A.D. : Comment expliquez-vous que René Clément ne figure pas au Panthéon des cinéastes français ?

D.B. : Il a été victime d'une cabale qui a commencé par le manifeste de Truffaut en janvier 1954 dans les Cahiers du cinéma. Il a également continué à écrire des articles assassins sur lui dans la revue Art. Chabrol a aussi pratiqué un dénigrement systématique, comme d'autres plumes de la Nouvelle Vague.

    Beaucoup de spécialistes pensent aujourd'hui que pour des raisons stratégiques, pour s'imposer et s'attirer des producteurs, il était important pour eux d'éliminer sur le plan critique, de saper la réputation des cinéastes les plus importants et actifs de l'époque.

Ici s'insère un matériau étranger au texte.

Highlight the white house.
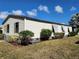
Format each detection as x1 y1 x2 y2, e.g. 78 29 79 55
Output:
2 15 72 39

    Clément avait eu deux Oscars du meilleur film étranger, pour Au-delà des grilles et Jeux interdits, il a reçu des prix à Cannes, à Venise, dans tous les grands festivals du monde – une trentaine de prix en vingt ans - ce qui était un cas phénoménal. Il était encore jeune, actif, il n'avait aucun mal à se faire produire même par les producteurs américains. En Italie, il avait l'image du Rosselini français et aux Etats-Unis du Hitchcock français ; il jouissait d'une grande renommée à l'étranger.

    Cela faisait beaucoup de raisons pour qu'il soit aux yeux de Truffaut et Chabrol l'homme à abattre, le rival.